Nous partons en voiture du village vers 9 heures; il fait frais, mais pas vraiment froid.

J'ai eu un peu de mal à me lever ce matin, et vu que je ne suis que passager, je ne me force pas: je reste silencieux, engoncé dans ma veste... Pour une fois que je ne conduis pas, je vais pouvoir profiter du paysage en laissant aller mes pensées. Les trois femmes avec lesquelles je suis monté, elles, discutent, et ça ne me dérange pas, bien au contraire: qu'elles m'oublient...

Nous allons dans un coin que je ne crois pas connaitre.

Il n'y a pas grand monde sur la route ce dimanche matin. Cela fait longtemps que je n'étais pas passé par là et je me rends compte que la route a été refaite d'un beau goudron tout noir, auquel il manque encore le marquage horizontal; je remarque en passant que les conducteurs ont souvent tendance à toujours s'écarter du bord de la route, en pareil cas...bizarre, parce que pour ma part, ça me fait en général, l'effet inverse.

Nous tournons à présent pour remonter la vallée qui va vers notre lieu de départ.
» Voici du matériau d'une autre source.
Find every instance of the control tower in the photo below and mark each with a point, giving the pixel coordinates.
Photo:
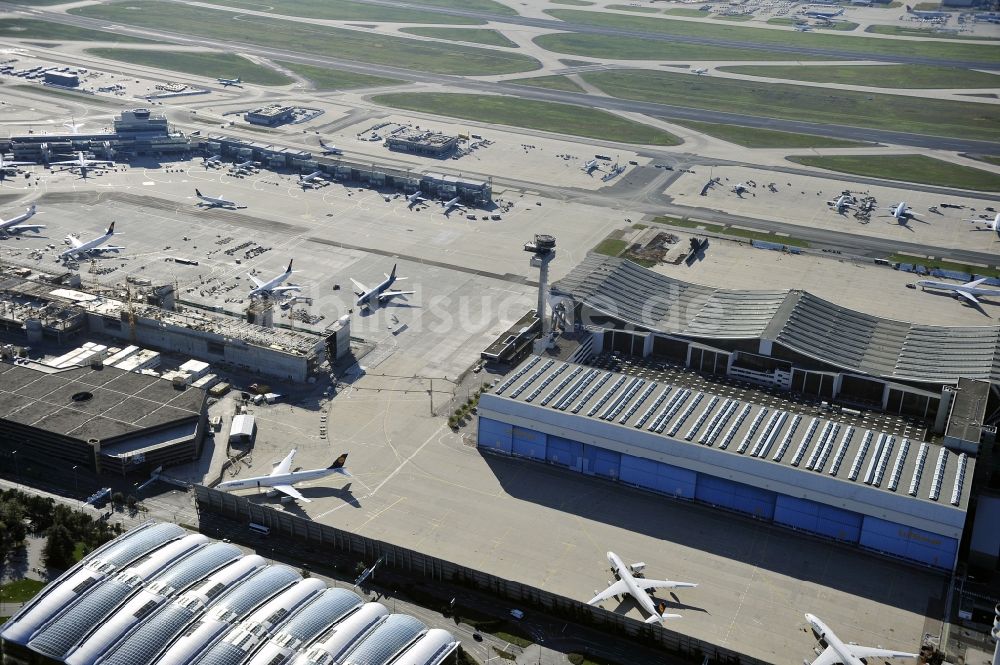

L'herbe est encore pleine de rosée: cela ne fait pas longtemps que le soleil réchauffe la terre, à cet endroit.

La route commence à dessiner des lacets et nous nous élevons à présent rapidement au-dessus de la vallée. Les arbres sont encore verts, même si certains commencent à tirer vers l'ocre jaune, voire rouge par endroit...plus loin, des troncs blancs de bouleaux...voilà qui me fait remonter des souvenirs: mais oui, je suis déjà venu ici, à une époque où je recherchais des bouleaux, justement !

La vue sur la vallée est de plus en plus belle et comme à chaque fois, cela me fait le même effet: l'impression de quitter le monde normal pour entrer dans un autre monde, celui des hauteurs, de la paix, de la sérénité...et de la sueur ! Me revient en mémoire ce bouquin de Jean Jacques Rousseau, étudié au lycée, qui parlait de l'influence bienfaisante de la montagne (lire un article à ce sujet), j'ai toujours senti cette influence, pour ma part: là-haut, je ne me sens pas le même, là-haut est mon domaine, mon moi suprême. Je ris intérieurement: voilà que je deviens lyrique, à présent !

Les piquets rouges et blancs du bord de la route, nous rappellent qu'il y a de la neige, ici, l'hiver. La conductrice n'est guère tentée de longer le bord vertigineux de la route: elle reste plutôt au milieu, ce qui fait que je n'ai que peu le loisir de regarder l'abîme. Je me prends à penser qu'il m'a toujours paru étrange d'être plus à l'aise dans une pente pareille, sur de la neige avec des skis aux pieds, que sans neige, à pied: en effet, à ski, les pentes raides ne m'ont jamais effrayé, au contraire, je les ai souvent recherchées, tandis qu'à pied, cela m'évoque un peu trop irrésistiblement la chute mortelle d'une connaissance, à laquelle j'ai malheureusement assisté avec impuissance quand j'avais dix-sept ans. Penser à la neige me redonne encore une fois envie de reprendre le ski...mais je verrais à la saison d'hiver: pour l'instant, je suis pour ainsi dire en convalescence, je manque cruellement d'entrainement, j'ai mal partout et il ne faut pas que j'aille trop vite en besogne. Qu'importe: la patience et la ténacité sont des vertus que j'ai toujours eu tendance à cultiver soigneusement...sans toujours y arriver, certes, mais avec l'âge vient la sagesse, dit-on ?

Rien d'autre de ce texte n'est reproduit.